Written and Directed by
Robert P. Campbell, Michael Greenley, Jr., Laura Strugar, Haley Erickson
It can be so incredibly simple.
A hug. A kind word. A small, meaningful gift. A coin. An unexpected act of mercy.
It can be so simple to change the life of another human being...if we're only paying attention. Are we? You and I? Paying attention?
In her debut as a writer and director, veteran actress Sharon Wright has crafted a heartfelt, beautifully realized short film evolving around an obviously homeless man (Robert P. Campbell) whose actions on this one particular day transcend his seemingly humble reality with an even more humbling presence of simple grace, precious kindness and silent service.
One of the true joys of Change for a Dollar is that Wright wisely realizes that what is happening on screen goes beyond the spoken word and, as a result, much of the film itself is performed with nary a word spoken. Instead, Wright relies on the power of the story itself and the actors who are bringing it to life.
The approach works beautifully.
As the film opens, our unidentified homeless man sits in a storefront with his stereotypical cardboard sign stereotypically begging for whatever change he can accumulate. Before long, he heads off with change in hand to the neighborhood country store.
I'll confess. "Heading to the liquor section," I found myself thinking.
In the matter of just over ten minutes, Change for a Dollar turns upside down everything we expect and everything we think we know in telling the story of this man who manages, in the true spirit of giving, to give more in one day than most of us will give in our lives.
Oh, it's not that he gives vast amounts of money or priceless jewels or even hundreds of volunteer hours. Not at all. Instead, this quiet servant changes hearts and lives by listening, observing, watching, supporting and, yes, giving in ways that manifest enormous transformation from just a little change.
As the homeless man, Robert P. Campbell never utters a word yet speaks volumes with his eyes and body language. Campbell manages to elicit both sympathy and awe without ever descending into unnecessary histrionics or self-pity. Instead, Campbell embodies a man who manages plant seeds of hope and change despite the challenges that surround his very existence. As a young boy who discovers this homeless man's quiet compassion, Michael Greenley, Jr. exudes the look of a young boy who believes himself to have seen an angel. Laura Strugar and Haley Erickson are also solid in Wright's stellar ensemble cast.
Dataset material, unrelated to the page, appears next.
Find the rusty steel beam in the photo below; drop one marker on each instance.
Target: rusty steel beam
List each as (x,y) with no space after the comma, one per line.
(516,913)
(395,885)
While Change for a Dollar is just a touch dark in a couple of the film's night scenes and once or twice becomes a bit heavy handed with its message, Director of Photography Kendal Sinn nicely blends the starkness of our key character's situation with change that seems to follow him everywhere he goes. Sinn has a gift for patiently capturing facial expressions, allowing the camera to linger on words, on gestures and on the acts unfolding before our eyes. Sinn's camera work is perfectly complemented by Christopher Komsthoeft's genuinely moving original score.
Reminiscent of Kurt Kuenne's award-winning Validation, Change for a Dollar is a tremendous first flick from Sharon Wright that should experience great success on the film festival circuit and would be right at home at Indy's own Heartland Film Festival with its powerful message affirming the power of one person to create change in ways big and small. Having just finished production, Change for a Dollar is just now starting its festival run. If you get a chance, The Independent Critic highly recommends you check it out.